Our choice of eight days in Bergen was not owing to an excess of caution about making our ship boarding deadline. Reflecting on our time traveling over the last year we are reinforced in our conviction that we’re most happy exploring smaller cities and towns for a longer period of time. Not only do we get to know a place more thoroughly, really learning how people live, but we do it at a slower pace. Nothing takes the joy out of travel for us like the forced-march slog of seeing five museums in three days. Besides, we need our daily naps!

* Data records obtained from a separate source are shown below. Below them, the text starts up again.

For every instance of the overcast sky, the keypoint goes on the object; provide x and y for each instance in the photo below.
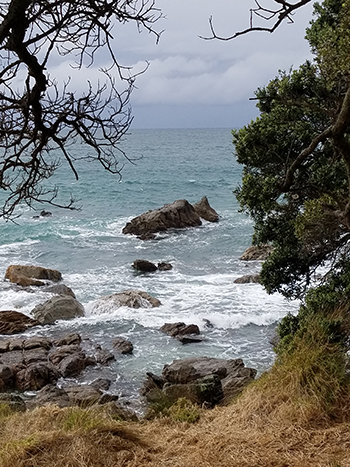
(196, 83)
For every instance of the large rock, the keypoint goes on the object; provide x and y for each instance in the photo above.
(130, 298)
(179, 214)
(205, 211)
(12, 322)
(257, 253)
(30, 275)
(58, 307)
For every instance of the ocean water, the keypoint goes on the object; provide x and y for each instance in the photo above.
(95, 258)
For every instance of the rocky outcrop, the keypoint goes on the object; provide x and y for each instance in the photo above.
(203, 380)
(179, 214)
(123, 346)
(31, 275)
(30, 364)
(257, 253)
(130, 298)
(248, 279)
(205, 211)
(57, 308)
(144, 265)
(14, 322)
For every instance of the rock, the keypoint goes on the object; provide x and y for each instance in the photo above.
(103, 356)
(50, 395)
(60, 289)
(144, 265)
(58, 307)
(189, 339)
(179, 214)
(28, 275)
(164, 266)
(12, 322)
(36, 375)
(206, 390)
(130, 298)
(14, 402)
(248, 279)
(101, 384)
(83, 396)
(257, 253)
(205, 211)
(124, 346)
(6, 377)
(68, 339)
(176, 329)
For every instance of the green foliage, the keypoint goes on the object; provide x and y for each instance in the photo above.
(297, 201)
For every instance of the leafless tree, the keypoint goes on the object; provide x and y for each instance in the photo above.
(40, 118)
(279, 11)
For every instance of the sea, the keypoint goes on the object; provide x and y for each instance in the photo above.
(95, 258)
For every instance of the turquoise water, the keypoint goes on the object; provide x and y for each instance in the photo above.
(95, 258)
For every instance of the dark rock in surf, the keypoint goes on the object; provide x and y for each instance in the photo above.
(144, 265)
(14, 322)
(179, 214)
(205, 211)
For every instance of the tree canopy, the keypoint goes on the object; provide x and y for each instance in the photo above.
(296, 159)
(40, 117)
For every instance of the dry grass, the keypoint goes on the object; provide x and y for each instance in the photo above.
(297, 415)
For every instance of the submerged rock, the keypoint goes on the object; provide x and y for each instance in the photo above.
(57, 308)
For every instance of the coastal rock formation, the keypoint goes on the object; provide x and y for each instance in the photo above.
(257, 253)
(58, 307)
(14, 322)
(205, 211)
(123, 346)
(248, 279)
(202, 380)
(130, 298)
(30, 275)
(179, 214)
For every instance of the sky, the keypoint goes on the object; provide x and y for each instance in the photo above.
(195, 83)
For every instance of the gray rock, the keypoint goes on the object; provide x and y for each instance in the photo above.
(179, 214)
(13, 322)
(205, 211)
(130, 298)
(144, 265)
(248, 279)
(123, 346)
(60, 289)
(257, 253)
(57, 308)
(15, 402)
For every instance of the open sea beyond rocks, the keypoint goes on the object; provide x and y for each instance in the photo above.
(95, 258)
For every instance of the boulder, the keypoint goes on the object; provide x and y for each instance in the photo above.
(179, 329)
(50, 395)
(179, 214)
(164, 266)
(30, 275)
(205, 211)
(60, 289)
(144, 265)
(130, 298)
(12, 322)
(248, 279)
(123, 346)
(13, 401)
(257, 253)
(36, 375)
(58, 307)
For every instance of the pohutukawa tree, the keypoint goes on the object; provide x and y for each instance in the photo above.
(296, 157)
(40, 117)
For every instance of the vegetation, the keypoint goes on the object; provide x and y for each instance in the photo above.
(40, 117)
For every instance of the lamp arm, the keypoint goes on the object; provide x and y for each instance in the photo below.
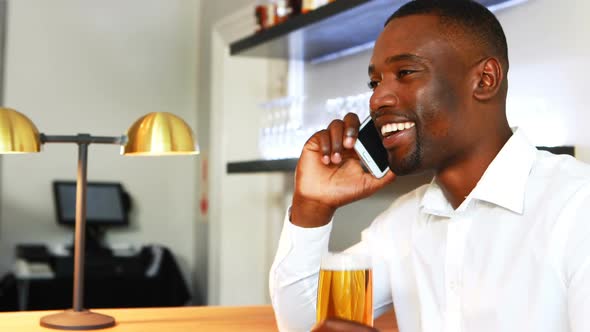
(83, 139)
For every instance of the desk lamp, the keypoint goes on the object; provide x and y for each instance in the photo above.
(153, 134)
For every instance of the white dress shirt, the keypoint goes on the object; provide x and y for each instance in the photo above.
(515, 256)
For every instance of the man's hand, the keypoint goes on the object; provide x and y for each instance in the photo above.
(329, 174)
(340, 325)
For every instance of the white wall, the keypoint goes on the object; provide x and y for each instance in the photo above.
(95, 67)
(548, 45)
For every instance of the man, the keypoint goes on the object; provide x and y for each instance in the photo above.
(498, 241)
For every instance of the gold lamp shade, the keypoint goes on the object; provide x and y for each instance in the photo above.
(18, 134)
(159, 133)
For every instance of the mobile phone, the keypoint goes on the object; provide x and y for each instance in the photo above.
(370, 149)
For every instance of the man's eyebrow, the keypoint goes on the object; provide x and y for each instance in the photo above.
(401, 57)
(406, 57)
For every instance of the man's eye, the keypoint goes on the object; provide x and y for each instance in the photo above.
(403, 73)
(373, 85)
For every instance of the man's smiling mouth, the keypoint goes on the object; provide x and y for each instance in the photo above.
(392, 128)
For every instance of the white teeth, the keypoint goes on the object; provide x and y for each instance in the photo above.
(393, 127)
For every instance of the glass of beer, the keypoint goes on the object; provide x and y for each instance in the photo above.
(345, 288)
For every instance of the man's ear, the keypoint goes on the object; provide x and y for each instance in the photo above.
(487, 80)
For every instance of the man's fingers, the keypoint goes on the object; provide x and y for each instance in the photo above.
(325, 145)
(351, 129)
(336, 128)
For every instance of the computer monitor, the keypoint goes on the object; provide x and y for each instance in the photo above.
(106, 203)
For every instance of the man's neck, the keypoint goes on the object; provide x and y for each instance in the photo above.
(460, 178)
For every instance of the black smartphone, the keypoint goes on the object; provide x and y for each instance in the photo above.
(370, 149)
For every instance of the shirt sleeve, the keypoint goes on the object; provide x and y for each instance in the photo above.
(294, 274)
(577, 264)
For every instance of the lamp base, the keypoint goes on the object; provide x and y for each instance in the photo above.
(77, 320)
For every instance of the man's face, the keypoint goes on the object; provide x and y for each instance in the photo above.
(421, 95)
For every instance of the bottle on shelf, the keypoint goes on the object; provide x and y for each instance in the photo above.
(309, 5)
(295, 6)
(283, 11)
(266, 14)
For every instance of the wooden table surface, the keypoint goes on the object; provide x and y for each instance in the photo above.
(219, 319)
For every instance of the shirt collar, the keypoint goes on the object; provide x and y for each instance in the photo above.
(503, 183)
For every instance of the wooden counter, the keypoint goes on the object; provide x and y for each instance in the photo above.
(219, 319)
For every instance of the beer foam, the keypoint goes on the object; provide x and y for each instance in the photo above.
(344, 261)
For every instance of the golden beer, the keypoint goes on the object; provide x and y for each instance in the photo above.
(346, 293)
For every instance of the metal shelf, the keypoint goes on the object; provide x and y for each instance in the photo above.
(261, 166)
(330, 29)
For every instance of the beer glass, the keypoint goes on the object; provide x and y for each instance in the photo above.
(345, 288)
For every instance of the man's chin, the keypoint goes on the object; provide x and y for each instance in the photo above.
(406, 166)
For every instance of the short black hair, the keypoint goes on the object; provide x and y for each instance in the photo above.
(476, 22)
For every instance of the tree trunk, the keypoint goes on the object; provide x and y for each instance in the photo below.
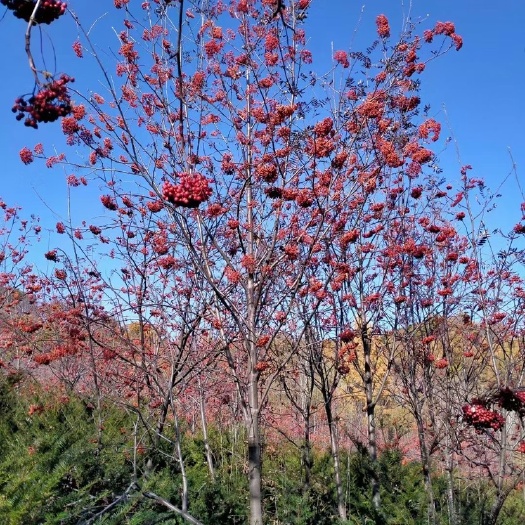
(334, 447)
(254, 453)
(492, 516)
(425, 467)
(207, 448)
(371, 420)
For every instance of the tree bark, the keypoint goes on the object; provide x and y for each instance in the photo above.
(371, 420)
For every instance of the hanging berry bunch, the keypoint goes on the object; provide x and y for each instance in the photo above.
(193, 188)
(480, 417)
(51, 102)
(47, 12)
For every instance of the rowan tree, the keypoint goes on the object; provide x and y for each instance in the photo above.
(266, 190)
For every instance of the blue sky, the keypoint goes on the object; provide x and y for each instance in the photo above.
(476, 93)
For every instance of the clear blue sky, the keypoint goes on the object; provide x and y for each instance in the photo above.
(480, 86)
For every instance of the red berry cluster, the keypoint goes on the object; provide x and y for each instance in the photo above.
(481, 417)
(50, 103)
(48, 10)
(193, 188)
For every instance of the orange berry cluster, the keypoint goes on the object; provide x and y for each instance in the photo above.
(50, 103)
(481, 417)
(193, 188)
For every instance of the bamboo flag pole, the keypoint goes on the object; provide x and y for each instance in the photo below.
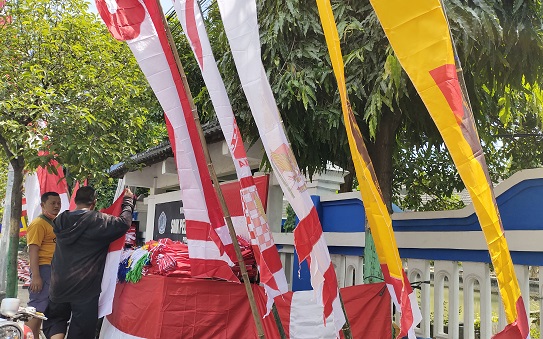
(232, 231)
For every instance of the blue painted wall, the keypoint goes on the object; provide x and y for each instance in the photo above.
(521, 208)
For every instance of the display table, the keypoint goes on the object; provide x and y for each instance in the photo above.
(170, 307)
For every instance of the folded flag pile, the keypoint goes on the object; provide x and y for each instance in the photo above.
(171, 258)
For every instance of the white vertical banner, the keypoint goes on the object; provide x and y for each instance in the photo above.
(241, 26)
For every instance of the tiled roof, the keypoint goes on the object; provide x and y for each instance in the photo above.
(212, 132)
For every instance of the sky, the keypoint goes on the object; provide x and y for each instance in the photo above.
(166, 5)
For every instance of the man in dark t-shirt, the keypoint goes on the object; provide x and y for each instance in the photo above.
(83, 238)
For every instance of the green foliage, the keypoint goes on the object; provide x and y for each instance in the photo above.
(3, 181)
(290, 223)
(71, 90)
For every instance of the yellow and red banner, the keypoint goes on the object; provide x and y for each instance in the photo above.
(377, 213)
(419, 34)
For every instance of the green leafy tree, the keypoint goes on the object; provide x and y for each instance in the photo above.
(70, 89)
(499, 44)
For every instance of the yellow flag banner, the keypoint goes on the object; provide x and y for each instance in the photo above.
(419, 34)
(378, 217)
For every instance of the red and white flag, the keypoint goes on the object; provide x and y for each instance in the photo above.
(139, 23)
(240, 22)
(72, 198)
(109, 279)
(272, 275)
(41, 182)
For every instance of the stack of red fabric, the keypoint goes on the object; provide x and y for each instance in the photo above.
(23, 272)
(171, 258)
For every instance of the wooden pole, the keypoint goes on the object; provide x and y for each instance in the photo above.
(231, 230)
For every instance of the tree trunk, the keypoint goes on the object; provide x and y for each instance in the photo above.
(14, 228)
(381, 152)
(381, 156)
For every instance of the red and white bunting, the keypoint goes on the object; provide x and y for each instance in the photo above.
(139, 23)
(109, 279)
(272, 275)
(240, 22)
(41, 182)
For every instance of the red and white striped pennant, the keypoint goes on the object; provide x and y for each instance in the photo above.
(139, 23)
(272, 275)
(241, 26)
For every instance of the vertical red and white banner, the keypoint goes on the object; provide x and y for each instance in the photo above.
(140, 24)
(272, 275)
(241, 26)
(42, 181)
(109, 279)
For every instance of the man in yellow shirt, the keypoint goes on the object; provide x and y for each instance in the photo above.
(41, 242)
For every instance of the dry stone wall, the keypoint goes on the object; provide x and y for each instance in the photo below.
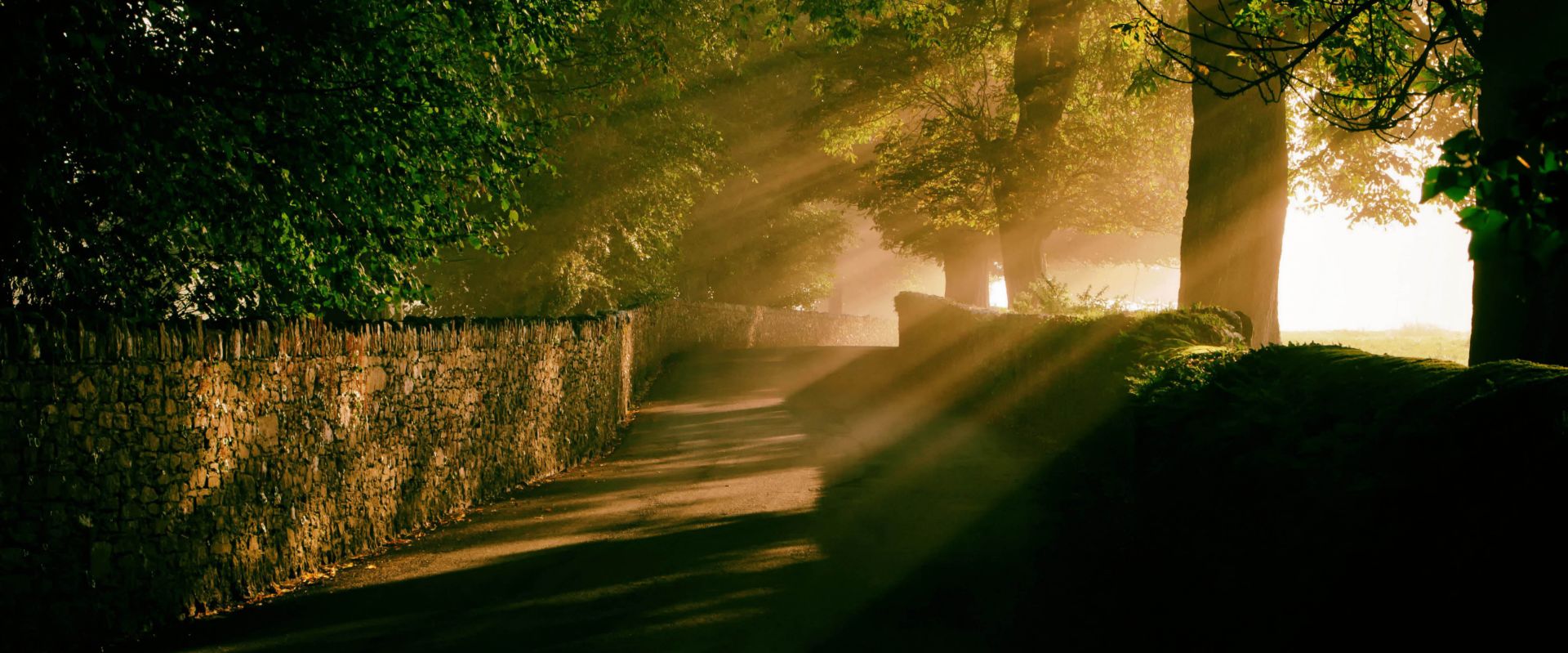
(158, 472)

Bergen is in a fjord, which is a steep valley with a U-shaped floor, formed by glacial erosion. Norway has more fjords than anyplace on earth, and Bergen is a good place to check out the geography. Another characteristic of fjords is the collection of scree and debris at the mouth of the valley, pushed there by the glacier. The glacier that created Sojnefjord, the largest in Norway, scraped away 800 cubic miles of bedrock from the surrounding mountains, and deposited it deep on the seafloor at the mouth of its valley formed by successive glaciers sanding down the geography. The debris left at the mouth can inhibit the heavier salt water from entering under the lighter fresh water coming from the valley streams and waterfalls, making the water in the fjord much less salty at the surface and more salty below. This in turn affects the kind, quantity and quality of fish caught there.
The inlets created by glacial action are numerous and somewhat parallel to one another, like fingers, creating the characteristic Norwegian coastline of long peninsulas. Wherever you walk in Bergen you are walking along a peninsula with water on either side of you. What an irony that this busy seaport should also have a history of fire. For almost a millennium Bergen was visited by major fires that wiped out parts or most of the city about every hundred years. At the Museum of Bergen archaeologists date the artifacts they dig up from the striations of ash they find as they dig, physical evidence of the cycle of building, fire, and rebuilding since the Middle Ages. What did they find? Well, not much. Bergen was and is a working town devoid of royalty, castles or the trappings of wealth that characterize other major cities. We saw lots of clay pipes, old swords and broken pottery in the museum. The museum also had a temporary exhibit on the centralization of laws in Norway some thousand years ago, more interesting than you’d think. First, the new system reflected a more just and humane approach to punishment, replacing corporal punishment with fines and focusing on restitution by the perpetrator rather than by the perpetrator’s family. There were also large sections devoted to inheritance of property, which must have been a legal headache at the time. Still is, I suppose.
The Munch collection at the local art museum was impressive and reminded us that the painter benefitted from checking himself into a Copenhagen sanitarium, a place popular among the neurasthenic elite in the early twentieth century. There is a real demarcation between Munch’s dark paintings from before receiving treatment and after. His later palette is brighter, happier. The artist known for his desperate Scream stopped his dark brooding and painted really lovely landscapes and portraits, for the most part.
We are on our ship for twelve days in total, coming back to Bergen for a few days before we head out to Portugal and the warmer climes of the Iberian Peninsula.
Not sure that the Munch alteration of character is a good thing. Wish we could discuss over lamb shanks and wine.
Hurdy Gurdy :) Let's dance my friends! I miss jazzing around together.